I had the library print out context_use and it is a 96 member dictionary of the four base pay sequences onto the integers 1..96. I presume that just the keys or values are supposed to be used for the index. I'll experiment with the library but I don't know if this previously worked or I have some other problem upstream. Any thoughts appreciated

context_use={'ACAA': 1, 'ACAC': 2, 'ACAG': 3, 'ACAT': 4, 'ACCA': 5, 'ACCC': 6, 'ACCG': 7, 'ACCT': 8, 'ACGA': 9, 'ACGC': 10, 'ACGG': 11, 'ACGT': 12, 'ACTA': 13, 'ACTC': 14, 'ACTG': 15, 'ACTT': 16, 'AGAA': 17, 'AGAC': 18, 'AGAG': 19, 'AGAT': 20, 'AGCA': 21, 'AGCC': 22, 'AGCG': 23, 'AGCT': 24, 'AGGA': 25, 'AGGC': 26, 'AGGG': 27, 'AGGT': 28, 'AGTA': 29, 'AGTC': 30, 'AGTG': 31, 'AGTT': 32, 'ATAA': 33, 'ATAC': 34, 'ATAG': 35, 'ATAT': 36, 'ATCA': 37, 'ATCC': 38, 'ATCG': 39, 'ATCT': 40, 'ATGA': 41, 'ATGC': 42, 'ATGG': 43, 'ATGT': 44, 'ATTA': 45, 'ATTC': 46, 'ATTG': 47, 'ATTT': 48, 'CAAA': 49, 'CAAC': 50, 'CAAG': 51, 'CAAT': 52, 'CACA': 53, 'CACC': 54, 'CACG': 55, 'CACT': 56, 'CAGA': 57, 'CAGC': 58, 'CAGG': 59, 'CAGT': 60, 'CATA': 61, 'CATC': 62, 'CATG': 63, 'CATT': 64, 'CGAA': 65, 'CGAC': 66, 'CGAG': 67, 'CGAT': 68, 'CGCA': 69, 'CGCC': 70, 'CGCG': 71, 'CGCT': 72, 'CGGA': 73, 'CGGC': 74, 'CGGG': 75, 'CGGT': 76, 'CGTA': 77, 'CGTC': 78, 'CGTG': 79, 'CGTT': 80, 'CTAA': 81, 'CTAC': 82, 'CTAG': 83, 'CTAT': 84, 'CTCA': 85, 'CTCC': 86, 'CTCG': 87, 'CTCT': 88, 'CTGA': 89, 'CTGC': 90, 'CTGG': 91, 'CTGT': 92, 'CTTA': 93, 'CTTC': 94, 'CTTG': 95, 'CTTT': 96}

pardon my debugging code, but the piece that breaks is

 maf[context_form] = contig
        spectra = maf.groupby([context_form, 'sample']).size().unstack().fillna(0).astype(int)
        for c in context_use:
            if c not in spectra.index:
                spectra.loc[c] = 0
        print(f"XXX: context_use={context_use}")
        print(f"XXX: spectra cols = {spectra.columns}")
        print(f"XXX: spectra rows = {spectra.shape[0]}")
        spectra = spectra.loc[context_use]

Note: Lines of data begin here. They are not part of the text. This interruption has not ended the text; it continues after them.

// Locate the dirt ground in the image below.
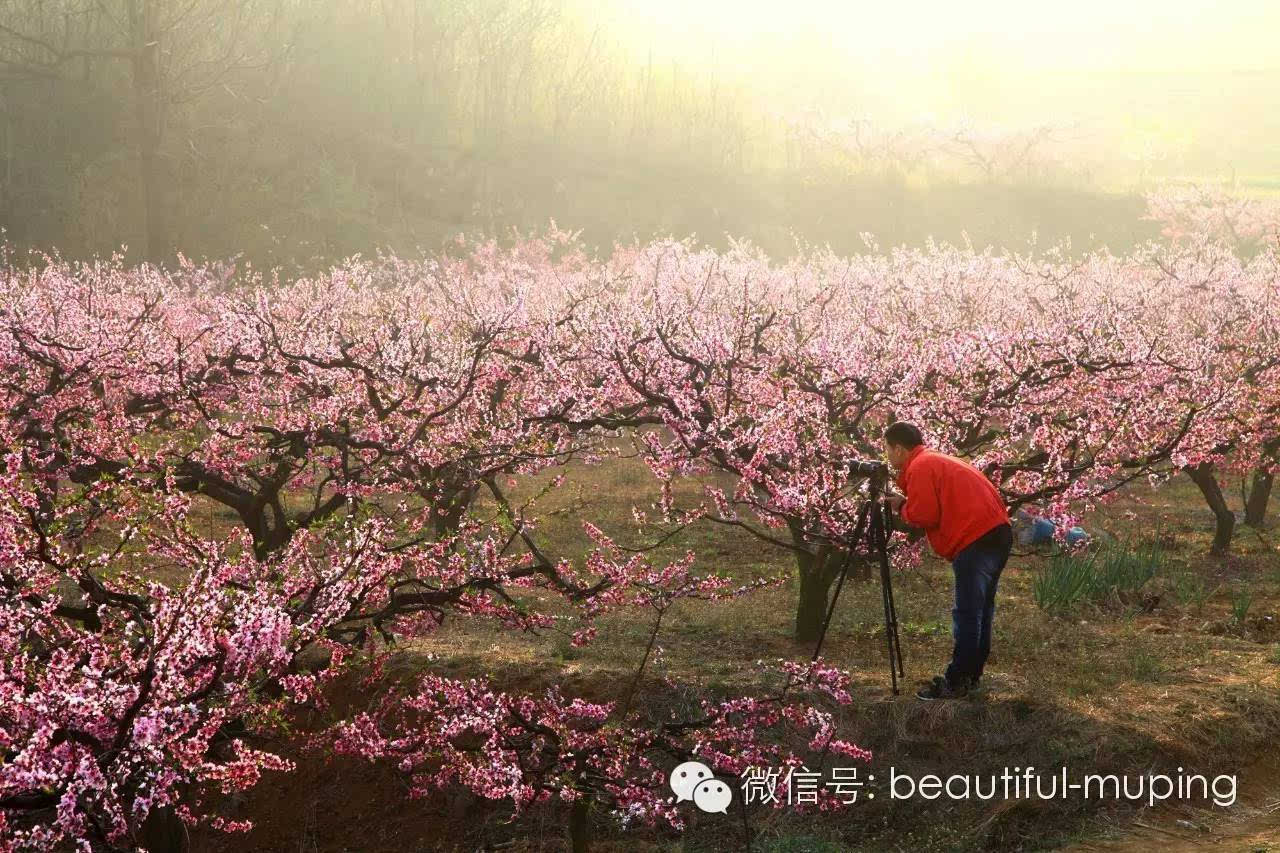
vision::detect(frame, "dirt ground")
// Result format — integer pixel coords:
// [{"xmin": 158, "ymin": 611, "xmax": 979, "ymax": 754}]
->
[{"xmin": 193, "ymin": 461, "xmax": 1280, "ymax": 853}]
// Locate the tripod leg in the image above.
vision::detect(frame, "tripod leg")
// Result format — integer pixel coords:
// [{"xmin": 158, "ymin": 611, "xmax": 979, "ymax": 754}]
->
[{"xmin": 870, "ymin": 501, "xmax": 906, "ymax": 695}]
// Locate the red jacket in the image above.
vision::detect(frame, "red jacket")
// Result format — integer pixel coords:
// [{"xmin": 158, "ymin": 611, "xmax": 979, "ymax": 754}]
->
[{"xmin": 897, "ymin": 447, "xmax": 1009, "ymax": 560}]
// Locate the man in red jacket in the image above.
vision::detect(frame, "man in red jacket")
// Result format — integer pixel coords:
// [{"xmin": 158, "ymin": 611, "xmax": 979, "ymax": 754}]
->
[{"xmin": 884, "ymin": 421, "xmax": 1014, "ymax": 699}]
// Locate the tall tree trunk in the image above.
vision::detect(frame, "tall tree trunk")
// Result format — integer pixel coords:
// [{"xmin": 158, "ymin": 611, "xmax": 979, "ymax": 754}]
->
[
  {"xmin": 1244, "ymin": 469, "xmax": 1275, "ymax": 528},
  {"xmin": 791, "ymin": 530, "xmax": 869, "ymax": 643},
  {"xmin": 568, "ymin": 795, "xmax": 591, "ymax": 853},
  {"xmin": 129, "ymin": 0, "xmax": 169, "ymax": 261},
  {"xmin": 1185, "ymin": 462, "xmax": 1235, "ymax": 555}
]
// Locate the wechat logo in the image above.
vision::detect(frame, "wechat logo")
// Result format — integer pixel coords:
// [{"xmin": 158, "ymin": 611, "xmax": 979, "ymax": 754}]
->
[{"xmin": 668, "ymin": 761, "xmax": 733, "ymax": 815}]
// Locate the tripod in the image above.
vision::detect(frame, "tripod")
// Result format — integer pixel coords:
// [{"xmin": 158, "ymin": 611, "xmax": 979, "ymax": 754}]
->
[{"xmin": 812, "ymin": 465, "xmax": 906, "ymax": 695}]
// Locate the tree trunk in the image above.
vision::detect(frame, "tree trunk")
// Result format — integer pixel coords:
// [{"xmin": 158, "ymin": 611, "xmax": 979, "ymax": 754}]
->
[
  {"xmin": 138, "ymin": 808, "xmax": 191, "ymax": 853},
  {"xmin": 796, "ymin": 553, "xmax": 831, "ymax": 643},
  {"xmin": 568, "ymin": 795, "xmax": 591, "ymax": 853},
  {"xmin": 129, "ymin": 0, "xmax": 169, "ymax": 261},
  {"xmin": 1185, "ymin": 462, "xmax": 1235, "ymax": 555},
  {"xmin": 1244, "ymin": 469, "xmax": 1275, "ymax": 528}
]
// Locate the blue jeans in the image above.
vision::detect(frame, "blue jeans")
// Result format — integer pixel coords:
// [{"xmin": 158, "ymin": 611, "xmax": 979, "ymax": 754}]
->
[{"xmin": 946, "ymin": 524, "xmax": 1014, "ymax": 686}]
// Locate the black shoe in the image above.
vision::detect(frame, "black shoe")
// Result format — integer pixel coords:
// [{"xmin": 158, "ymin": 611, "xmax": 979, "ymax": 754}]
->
[{"xmin": 915, "ymin": 675, "xmax": 969, "ymax": 702}]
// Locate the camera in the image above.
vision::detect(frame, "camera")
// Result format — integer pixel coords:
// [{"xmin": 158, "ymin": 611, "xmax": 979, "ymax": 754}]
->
[{"xmin": 845, "ymin": 459, "xmax": 888, "ymax": 476}]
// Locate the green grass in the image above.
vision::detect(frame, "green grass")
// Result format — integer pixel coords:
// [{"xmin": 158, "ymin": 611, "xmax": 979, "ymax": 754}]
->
[
  {"xmin": 1032, "ymin": 533, "xmax": 1166, "ymax": 613},
  {"xmin": 1231, "ymin": 583, "xmax": 1253, "ymax": 625}
]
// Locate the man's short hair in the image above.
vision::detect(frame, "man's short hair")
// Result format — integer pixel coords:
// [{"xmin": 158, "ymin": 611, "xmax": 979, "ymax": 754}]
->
[{"xmin": 884, "ymin": 420, "xmax": 924, "ymax": 450}]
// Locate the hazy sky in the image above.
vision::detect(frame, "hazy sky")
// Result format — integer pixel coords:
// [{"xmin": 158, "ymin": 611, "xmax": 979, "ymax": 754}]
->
[{"xmin": 613, "ymin": 0, "xmax": 1280, "ymax": 72}]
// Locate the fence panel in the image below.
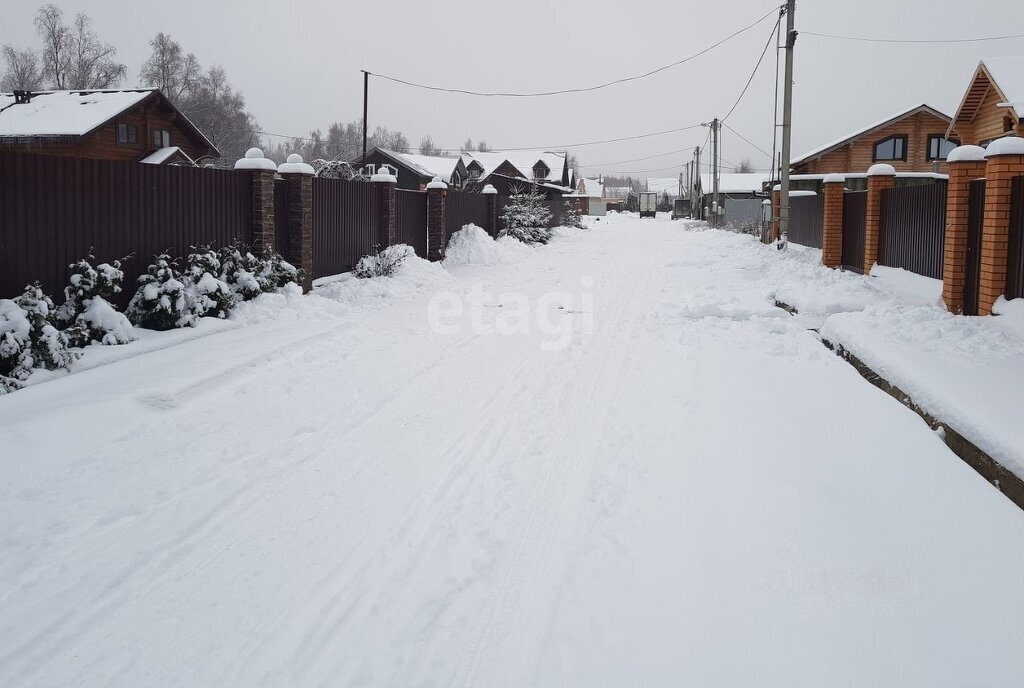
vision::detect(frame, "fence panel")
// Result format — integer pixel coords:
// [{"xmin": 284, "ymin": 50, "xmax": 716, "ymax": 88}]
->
[
  {"xmin": 1007, "ymin": 176, "xmax": 1024, "ymax": 299},
  {"xmin": 0, "ymin": 154, "xmax": 253, "ymax": 306},
  {"xmin": 313, "ymin": 177, "xmax": 384, "ymax": 280},
  {"xmin": 879, "ymin": 182, "xmax": 947, "ymax": 280},
  {"xmin": 843, "ymin": 191, "xmax": 867, "ymax": 273},
  {"xmin": 444, "ymin": 189, "xmax": 489, "ymax": 237},
  {"xmin": 964, "ymin": 179, "xmax": 985, "ymax": 315},
  {"xmin": 782, "ymin": 194, "xmax": 825, "ymax": 249},
  {"xmin": 395, "ymin": 188, "xmax": 427, "ymax": 258}
]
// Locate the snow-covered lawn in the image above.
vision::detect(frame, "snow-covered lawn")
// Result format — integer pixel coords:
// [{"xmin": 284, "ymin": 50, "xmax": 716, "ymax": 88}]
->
[{"xmin": 0, "ymin": 217, "xmax": 1024, "ymax": 688}]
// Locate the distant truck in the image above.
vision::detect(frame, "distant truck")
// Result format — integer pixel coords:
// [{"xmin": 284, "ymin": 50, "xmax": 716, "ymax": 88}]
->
[{"xmin": 640, "ymin": 191, "xmax": 657, "ymax": 217}]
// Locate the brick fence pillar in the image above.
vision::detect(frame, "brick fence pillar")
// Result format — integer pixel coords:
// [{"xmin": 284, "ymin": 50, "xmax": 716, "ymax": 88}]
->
[
  {"xmin": 480, "ymin": 184, "xmax": 498, "ymax": 237},
  {"xmin": 234, "ymin": 148, "xmax": 278, "ymax": 251},
  {"xmin": 768, "ymin": 184, "xmax": 782, "ymax": 242},
  {"xmin": 370, "ymin": 166, "xmax": 398, "ymax": 249},
  {"xmin": 821, "ymin": 174, "xmax": 846, "ymax": 267},
  {"xmin": 864, "ymin": 164, "xmax": 896, "ymax": 274},
  {"xmin": 978, "ymin": 136, "xmax": 1024, "ymax": 315},
  {"xmin": 427, "ymin": 177, "xmax": 446, "ymax": 261},
  {"xmin": 942, "ymin": 145, "xmax": 985, "ymax": 313},
  {"xmin": 278, "ymin": 154, "xmax": 313, "ymax": 292}
]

adjusting the last line to pass in context_use.keys() allows it to run - I'm looking to see if that affects the output. Thoughts appreciated.

yoakiyama commented 1 year ago

Thanks for bringing this to our attention! I think this is a pandas versioning issue. We edited the code to use context_use.keys(), so it should be working as intended now. Thanks again!